[PATCH 3/4 v2] sched/fair: minimize concurrent LBs between domain level

From: Vincent Guittot
Date: Mon Sep 21 2020 - 03:24:46 EST


sched domains tend to trigger simultaneously the load balance loop but
the larger domains often need more time to collect statistics. This
slowness makes the larger domain trying to detach tasks from a rq whereas
tasks already migrated somewhere else at a sub-domain level. This is not
a real problem for idle LB because the period of smaller domains will
increase with its CPUs being busy and this will let time for higher ones
to pulled tasks. But this becomes a problem when all CPUs are already busy
because all domains stay synced when they trigger their LB.

A simple way to minimize simultaneous LB of all domains is to decrement the
the busy interval by 1 jiffies. Because of the busy_factor, the interval of
larger domain will not be a multiple of smaller ones anymore.

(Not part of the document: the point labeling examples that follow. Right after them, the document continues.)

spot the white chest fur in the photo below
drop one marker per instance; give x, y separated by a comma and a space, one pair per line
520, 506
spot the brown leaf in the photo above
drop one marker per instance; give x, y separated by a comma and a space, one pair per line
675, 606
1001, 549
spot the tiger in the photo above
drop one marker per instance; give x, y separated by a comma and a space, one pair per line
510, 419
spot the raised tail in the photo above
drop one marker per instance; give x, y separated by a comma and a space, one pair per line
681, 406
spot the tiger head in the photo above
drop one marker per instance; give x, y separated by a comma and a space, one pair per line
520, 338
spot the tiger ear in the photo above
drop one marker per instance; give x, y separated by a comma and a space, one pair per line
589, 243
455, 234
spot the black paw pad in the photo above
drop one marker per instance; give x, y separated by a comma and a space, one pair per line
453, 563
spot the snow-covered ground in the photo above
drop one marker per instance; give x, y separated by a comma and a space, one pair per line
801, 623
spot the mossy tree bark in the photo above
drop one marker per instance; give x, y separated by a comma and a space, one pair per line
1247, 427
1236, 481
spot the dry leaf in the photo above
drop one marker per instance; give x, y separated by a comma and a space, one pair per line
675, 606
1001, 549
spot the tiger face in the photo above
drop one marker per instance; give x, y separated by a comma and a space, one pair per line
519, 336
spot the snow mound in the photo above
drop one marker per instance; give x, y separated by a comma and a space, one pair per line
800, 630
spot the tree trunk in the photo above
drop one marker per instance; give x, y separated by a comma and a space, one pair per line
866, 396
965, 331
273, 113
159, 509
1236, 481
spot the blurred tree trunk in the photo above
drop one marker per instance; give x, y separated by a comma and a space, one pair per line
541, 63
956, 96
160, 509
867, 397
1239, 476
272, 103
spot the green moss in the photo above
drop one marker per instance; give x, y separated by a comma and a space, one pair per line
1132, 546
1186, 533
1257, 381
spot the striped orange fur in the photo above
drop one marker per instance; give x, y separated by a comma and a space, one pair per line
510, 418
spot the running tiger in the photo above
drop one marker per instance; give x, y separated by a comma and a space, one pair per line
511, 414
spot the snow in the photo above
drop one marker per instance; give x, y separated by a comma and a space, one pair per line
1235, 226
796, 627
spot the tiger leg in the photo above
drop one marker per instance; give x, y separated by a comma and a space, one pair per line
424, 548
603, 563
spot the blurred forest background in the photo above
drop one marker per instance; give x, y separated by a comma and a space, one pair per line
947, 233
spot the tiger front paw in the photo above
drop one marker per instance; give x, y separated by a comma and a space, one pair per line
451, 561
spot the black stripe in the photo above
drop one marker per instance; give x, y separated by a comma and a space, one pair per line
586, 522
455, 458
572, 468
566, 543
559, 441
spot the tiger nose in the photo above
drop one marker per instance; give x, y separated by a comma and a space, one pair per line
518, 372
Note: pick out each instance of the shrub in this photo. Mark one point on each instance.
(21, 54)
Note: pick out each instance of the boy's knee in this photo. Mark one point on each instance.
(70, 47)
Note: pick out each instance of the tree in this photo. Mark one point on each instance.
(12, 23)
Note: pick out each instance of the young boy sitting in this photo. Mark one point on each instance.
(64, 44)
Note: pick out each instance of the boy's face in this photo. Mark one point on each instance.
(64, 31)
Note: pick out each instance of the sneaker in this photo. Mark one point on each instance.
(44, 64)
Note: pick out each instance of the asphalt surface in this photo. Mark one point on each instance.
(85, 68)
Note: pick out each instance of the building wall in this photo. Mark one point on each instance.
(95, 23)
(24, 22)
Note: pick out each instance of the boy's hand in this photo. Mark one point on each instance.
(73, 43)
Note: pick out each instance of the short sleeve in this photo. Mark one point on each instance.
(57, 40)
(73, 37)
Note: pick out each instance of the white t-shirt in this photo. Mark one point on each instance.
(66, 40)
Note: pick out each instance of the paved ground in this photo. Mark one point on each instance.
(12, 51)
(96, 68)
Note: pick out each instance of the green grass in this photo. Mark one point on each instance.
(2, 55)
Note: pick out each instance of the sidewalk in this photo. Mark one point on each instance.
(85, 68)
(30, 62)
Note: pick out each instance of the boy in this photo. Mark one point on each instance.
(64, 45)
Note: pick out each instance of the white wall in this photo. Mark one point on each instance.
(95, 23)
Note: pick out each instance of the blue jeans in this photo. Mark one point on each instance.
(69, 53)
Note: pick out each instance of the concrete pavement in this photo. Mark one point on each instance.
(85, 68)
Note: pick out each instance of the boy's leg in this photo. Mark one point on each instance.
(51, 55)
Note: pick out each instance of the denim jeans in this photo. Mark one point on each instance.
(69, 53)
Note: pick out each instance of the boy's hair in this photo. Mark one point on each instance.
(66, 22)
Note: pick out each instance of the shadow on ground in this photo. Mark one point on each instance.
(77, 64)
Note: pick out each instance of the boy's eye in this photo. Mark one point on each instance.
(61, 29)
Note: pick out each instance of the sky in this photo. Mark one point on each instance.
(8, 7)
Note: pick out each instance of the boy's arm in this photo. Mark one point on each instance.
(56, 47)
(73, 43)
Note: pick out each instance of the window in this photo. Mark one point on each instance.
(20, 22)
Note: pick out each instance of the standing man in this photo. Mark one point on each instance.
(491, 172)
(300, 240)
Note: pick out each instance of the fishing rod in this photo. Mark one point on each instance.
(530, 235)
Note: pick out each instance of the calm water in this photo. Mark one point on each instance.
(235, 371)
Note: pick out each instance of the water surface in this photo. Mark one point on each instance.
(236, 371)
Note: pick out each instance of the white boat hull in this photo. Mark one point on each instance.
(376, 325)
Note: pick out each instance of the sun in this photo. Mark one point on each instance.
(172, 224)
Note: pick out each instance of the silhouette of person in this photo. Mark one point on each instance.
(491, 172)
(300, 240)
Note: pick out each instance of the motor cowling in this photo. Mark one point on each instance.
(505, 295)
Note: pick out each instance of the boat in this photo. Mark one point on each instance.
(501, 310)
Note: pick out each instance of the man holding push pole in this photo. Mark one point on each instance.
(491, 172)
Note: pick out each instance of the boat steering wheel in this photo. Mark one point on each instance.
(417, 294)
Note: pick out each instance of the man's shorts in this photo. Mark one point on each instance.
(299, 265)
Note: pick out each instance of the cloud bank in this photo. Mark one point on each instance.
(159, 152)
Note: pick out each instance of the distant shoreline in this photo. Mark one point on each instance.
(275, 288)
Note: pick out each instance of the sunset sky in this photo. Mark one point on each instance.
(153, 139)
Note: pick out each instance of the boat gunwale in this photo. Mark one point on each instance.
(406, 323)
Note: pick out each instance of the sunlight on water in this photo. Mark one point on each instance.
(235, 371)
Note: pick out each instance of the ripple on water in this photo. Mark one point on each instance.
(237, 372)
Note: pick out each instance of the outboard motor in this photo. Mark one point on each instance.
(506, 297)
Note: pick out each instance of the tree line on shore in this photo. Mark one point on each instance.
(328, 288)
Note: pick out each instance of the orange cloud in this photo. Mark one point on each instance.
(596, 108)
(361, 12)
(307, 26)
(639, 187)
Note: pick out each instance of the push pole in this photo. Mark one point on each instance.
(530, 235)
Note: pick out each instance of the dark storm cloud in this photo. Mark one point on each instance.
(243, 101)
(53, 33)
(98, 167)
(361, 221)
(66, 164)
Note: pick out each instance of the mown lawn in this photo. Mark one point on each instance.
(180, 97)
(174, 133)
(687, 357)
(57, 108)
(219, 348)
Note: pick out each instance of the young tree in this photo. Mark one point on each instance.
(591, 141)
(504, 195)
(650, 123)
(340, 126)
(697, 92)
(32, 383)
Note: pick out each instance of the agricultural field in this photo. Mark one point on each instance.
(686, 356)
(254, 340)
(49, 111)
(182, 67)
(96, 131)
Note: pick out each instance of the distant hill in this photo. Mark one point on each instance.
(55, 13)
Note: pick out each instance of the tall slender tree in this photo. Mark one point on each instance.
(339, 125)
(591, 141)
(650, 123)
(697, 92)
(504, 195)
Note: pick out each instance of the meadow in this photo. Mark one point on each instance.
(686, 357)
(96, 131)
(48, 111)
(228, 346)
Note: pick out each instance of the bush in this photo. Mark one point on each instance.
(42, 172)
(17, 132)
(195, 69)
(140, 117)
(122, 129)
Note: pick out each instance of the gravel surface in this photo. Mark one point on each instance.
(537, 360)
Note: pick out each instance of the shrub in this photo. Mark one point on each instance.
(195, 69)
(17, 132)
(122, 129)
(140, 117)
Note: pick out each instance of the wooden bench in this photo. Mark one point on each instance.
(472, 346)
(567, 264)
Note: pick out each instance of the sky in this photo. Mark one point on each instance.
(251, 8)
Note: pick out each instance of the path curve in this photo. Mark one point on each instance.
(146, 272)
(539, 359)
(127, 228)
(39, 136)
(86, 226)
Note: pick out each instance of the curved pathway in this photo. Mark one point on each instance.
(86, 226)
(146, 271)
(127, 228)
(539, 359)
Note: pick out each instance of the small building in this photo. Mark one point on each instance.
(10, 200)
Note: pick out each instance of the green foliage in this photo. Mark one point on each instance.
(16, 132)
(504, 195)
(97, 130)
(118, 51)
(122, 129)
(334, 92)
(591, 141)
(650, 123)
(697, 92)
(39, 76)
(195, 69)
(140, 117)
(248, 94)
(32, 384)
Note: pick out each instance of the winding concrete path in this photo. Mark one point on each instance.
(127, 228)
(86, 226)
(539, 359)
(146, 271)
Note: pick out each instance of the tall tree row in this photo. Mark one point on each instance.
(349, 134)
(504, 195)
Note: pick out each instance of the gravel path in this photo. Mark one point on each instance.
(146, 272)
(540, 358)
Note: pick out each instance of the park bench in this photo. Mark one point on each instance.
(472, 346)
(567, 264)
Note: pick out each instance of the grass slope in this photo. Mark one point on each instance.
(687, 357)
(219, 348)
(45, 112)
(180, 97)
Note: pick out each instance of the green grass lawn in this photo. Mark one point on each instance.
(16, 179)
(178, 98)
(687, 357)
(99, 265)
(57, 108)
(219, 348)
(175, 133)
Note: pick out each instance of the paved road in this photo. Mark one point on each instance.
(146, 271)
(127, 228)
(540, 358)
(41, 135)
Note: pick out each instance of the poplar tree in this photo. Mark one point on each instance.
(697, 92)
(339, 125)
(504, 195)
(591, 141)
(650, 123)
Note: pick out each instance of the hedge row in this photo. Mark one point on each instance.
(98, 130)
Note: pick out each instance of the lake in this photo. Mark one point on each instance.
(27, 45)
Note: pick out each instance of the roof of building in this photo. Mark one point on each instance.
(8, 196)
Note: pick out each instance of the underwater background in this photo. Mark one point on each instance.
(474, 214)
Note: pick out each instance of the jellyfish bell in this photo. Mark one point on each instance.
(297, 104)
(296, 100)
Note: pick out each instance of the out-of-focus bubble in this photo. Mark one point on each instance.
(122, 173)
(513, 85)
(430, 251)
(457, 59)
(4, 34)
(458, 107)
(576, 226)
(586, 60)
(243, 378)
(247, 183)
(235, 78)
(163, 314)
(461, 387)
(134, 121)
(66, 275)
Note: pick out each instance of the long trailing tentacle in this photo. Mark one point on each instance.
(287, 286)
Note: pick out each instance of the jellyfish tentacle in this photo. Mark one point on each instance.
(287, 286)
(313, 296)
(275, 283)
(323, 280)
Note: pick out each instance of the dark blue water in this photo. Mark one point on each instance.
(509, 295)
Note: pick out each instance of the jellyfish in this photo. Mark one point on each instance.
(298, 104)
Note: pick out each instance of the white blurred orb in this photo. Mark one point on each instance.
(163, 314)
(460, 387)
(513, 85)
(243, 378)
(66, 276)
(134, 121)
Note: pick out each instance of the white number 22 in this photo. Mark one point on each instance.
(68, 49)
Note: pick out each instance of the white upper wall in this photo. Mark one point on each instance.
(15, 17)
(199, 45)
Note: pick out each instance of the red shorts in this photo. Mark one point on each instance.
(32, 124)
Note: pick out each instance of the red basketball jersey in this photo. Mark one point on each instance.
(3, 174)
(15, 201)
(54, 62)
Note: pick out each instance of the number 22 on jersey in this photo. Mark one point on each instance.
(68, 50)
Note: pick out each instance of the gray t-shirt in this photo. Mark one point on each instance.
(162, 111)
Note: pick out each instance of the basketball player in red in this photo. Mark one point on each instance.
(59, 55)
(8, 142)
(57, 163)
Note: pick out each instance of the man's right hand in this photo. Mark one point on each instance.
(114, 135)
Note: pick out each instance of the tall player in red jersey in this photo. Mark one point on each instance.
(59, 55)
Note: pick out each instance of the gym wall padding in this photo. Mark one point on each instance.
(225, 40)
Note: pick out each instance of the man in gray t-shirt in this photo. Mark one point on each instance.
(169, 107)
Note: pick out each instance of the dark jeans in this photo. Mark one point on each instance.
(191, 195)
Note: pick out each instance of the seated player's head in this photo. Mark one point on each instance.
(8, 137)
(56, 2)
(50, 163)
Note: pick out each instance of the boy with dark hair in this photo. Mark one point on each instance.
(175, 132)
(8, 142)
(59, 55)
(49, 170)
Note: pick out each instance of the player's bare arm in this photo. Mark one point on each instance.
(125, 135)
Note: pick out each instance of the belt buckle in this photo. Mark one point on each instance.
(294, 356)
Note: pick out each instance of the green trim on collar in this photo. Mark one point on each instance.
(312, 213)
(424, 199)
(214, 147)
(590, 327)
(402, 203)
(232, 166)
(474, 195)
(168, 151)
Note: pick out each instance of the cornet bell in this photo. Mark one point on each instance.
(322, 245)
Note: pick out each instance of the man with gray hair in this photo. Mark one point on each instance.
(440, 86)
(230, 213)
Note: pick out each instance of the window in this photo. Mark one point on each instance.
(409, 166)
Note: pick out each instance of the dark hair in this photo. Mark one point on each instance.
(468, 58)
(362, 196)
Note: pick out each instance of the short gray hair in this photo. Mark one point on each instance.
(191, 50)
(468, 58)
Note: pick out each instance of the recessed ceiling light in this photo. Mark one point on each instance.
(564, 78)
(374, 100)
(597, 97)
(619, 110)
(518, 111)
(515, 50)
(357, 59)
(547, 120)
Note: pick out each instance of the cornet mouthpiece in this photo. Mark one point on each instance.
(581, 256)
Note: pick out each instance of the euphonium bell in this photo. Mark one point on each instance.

Reviewed-by: Phil Auld <pauld@xxxxxxxxxx>
Signed-off-by: Vincent Guittot <vincent.guittot@xxxxxxxxxx>
---
kernel/sched/fair.c | 9 +++++++++
1 file changed, 9 insertions(+)

diff --git a/kernel/sched/fair.c b/kernel/sched/fair.c
index d8320dc9d014..458702062d3b 100644
--- a/kernel/sched/fair.c
+++ b/kernel/sched/fair.c
@@ -9785,6 +9785,15 @@ get_sd_balance_interval(struct sched_domain *sd, int cpu_busy)

/* scale ms to jiffies */
interval = msecs_to_jiffies(interval);
+
+ /*
+ * Reduce likelihood of busy balancing at higher domains racing with
+ * balancing at lower domains by preventing their balancing periods
+ * from being multiples of each other.
+ */
+ if (cpu_busy)
+ interval -= 1;
+
interval = clamp(interval, 1UL, max_load_balance_interval);

return interval;
--
2.17.1